What makes a beach house a beach house, other than simple proximity to a body of water? While beachfront architecture can vary pretty wildly depending on the location, its regional architectural vernacular and its economic conditions, seaside homes typically share a sense of openness to the landscape, a laid-back vibe and a bit of the local color. Each one is designed to make the most of the views, take in the sea breeze and encourage interaction with the beautiful setting just outside.
These characteristics can remain much the same whether the beach setting is in a tropical island locale or on the misty, chilly coast of Oregon.

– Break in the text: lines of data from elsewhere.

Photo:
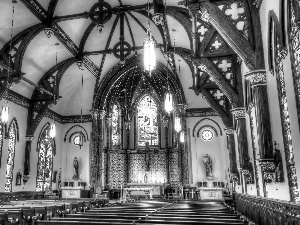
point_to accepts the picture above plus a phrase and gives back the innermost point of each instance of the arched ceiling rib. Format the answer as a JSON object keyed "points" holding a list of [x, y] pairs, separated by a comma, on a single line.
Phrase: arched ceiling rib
{"points": [[80, 39]]}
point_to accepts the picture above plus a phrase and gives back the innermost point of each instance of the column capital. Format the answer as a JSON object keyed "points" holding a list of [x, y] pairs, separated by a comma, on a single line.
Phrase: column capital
{"points": [[98, 113], [181, 108], [127, 125], [204, 16], [229, 131], [257, 77], [239, 113], [29, 138]]}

Take, for example, “Singing Sands.” This gorgeous residence located on Cannon Beach, about an hour outside Portland, features all the glazing you can handle to enjoy vistas of the evergreen-dotted shore, plus design features that help buffer strong coastal winds.

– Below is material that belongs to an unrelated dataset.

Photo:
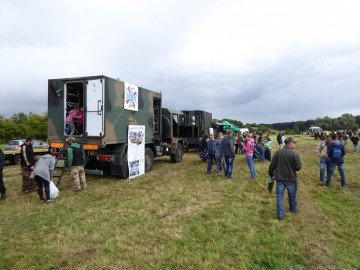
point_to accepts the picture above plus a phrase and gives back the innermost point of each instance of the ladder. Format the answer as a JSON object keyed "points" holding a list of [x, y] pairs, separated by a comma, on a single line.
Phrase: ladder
{"points": [[60, 167]]}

To infuse the design with a uniquely Oregonian flavor, Phoenix-Based architect Eddie Jones studied the wood and glass houses of Northwest modernists like Peitro Belluschi. Then he acquainted himself intimately with the forested coast environment via walks and hikes. The results of this careful consideration include cedar exterior cladding, built-in walnut cabinetry and a gorgeous freestanding concrete fireplace in the center of the living room, which provides structural support.

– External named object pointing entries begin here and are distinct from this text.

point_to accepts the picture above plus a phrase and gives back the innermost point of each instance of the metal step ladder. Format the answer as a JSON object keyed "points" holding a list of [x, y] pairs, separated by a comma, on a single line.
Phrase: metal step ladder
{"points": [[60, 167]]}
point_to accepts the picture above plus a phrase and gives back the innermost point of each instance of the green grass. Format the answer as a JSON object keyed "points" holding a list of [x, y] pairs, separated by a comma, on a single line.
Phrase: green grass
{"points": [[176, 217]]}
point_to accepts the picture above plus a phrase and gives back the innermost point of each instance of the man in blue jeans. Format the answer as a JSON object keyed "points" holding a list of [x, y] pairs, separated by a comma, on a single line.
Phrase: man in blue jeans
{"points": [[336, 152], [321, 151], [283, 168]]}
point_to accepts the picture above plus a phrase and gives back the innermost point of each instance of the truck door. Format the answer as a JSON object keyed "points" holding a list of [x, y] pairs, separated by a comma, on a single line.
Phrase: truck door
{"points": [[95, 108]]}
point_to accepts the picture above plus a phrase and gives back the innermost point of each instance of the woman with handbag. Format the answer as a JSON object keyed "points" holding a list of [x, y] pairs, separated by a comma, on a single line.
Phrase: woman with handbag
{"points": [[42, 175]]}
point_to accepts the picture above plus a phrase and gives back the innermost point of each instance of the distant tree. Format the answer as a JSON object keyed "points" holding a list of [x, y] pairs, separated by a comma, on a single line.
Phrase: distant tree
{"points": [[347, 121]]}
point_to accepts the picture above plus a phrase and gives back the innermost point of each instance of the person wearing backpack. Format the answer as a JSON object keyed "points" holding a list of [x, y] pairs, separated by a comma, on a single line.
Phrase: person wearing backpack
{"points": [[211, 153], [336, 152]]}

The double-height living area features a mezzanine office, custom-designed furniture and a cedar ceiling that lends it a sense of warmth that can sometimes be lacking in high-ceilinged spaces. The homeowner and architect hand-selected the log used for the custom live-edge mahogany dining table.
But in other ways, the home by Jones Studio (and constructed by Don Tankersley Construction) departs from the typical, putting a modern polish on the classic beach house aesthetic. Nowhere is this sleek customization more apparent than in the downward-sloping rear roof, which features a blade-like edge in a shape reminiscent of clouds. These twin metal scuppers actually have a clever practical purpose, funneling rainwater into the lush landscaping of the courtyard.
Steel framing represents another departure from the Oregon architectural norm, as Jones wanted to maximize the size of the home’s floor-to-ceiling windows rather than framing out square-shaped openings in wood. The entire west facade of the home consists of a convex arc of glass to take in as much of the shore as possible.
The home also features two best bedrooms attached to the main house, but with their own private entrances that open onto the courtyard. This separation not only gives the widowed owner’s friends privacy when they’re visiting, but also ensures that the house doesn’t feel overwhelming when she’s there alone. With the guest quarters closed off, the 3,500-square-foot residence feels more like a spacious one-bedroom apartment.
The overall effect is one that shines in all weather conditions — an important quality to have on the Oregon coast, where you can experience all four seasons before breakfast. Capturing some of the moodiness of this specific coastal atmosphere and turning the rain into a focal point honors the location and creates a meditative place from which to experience it all.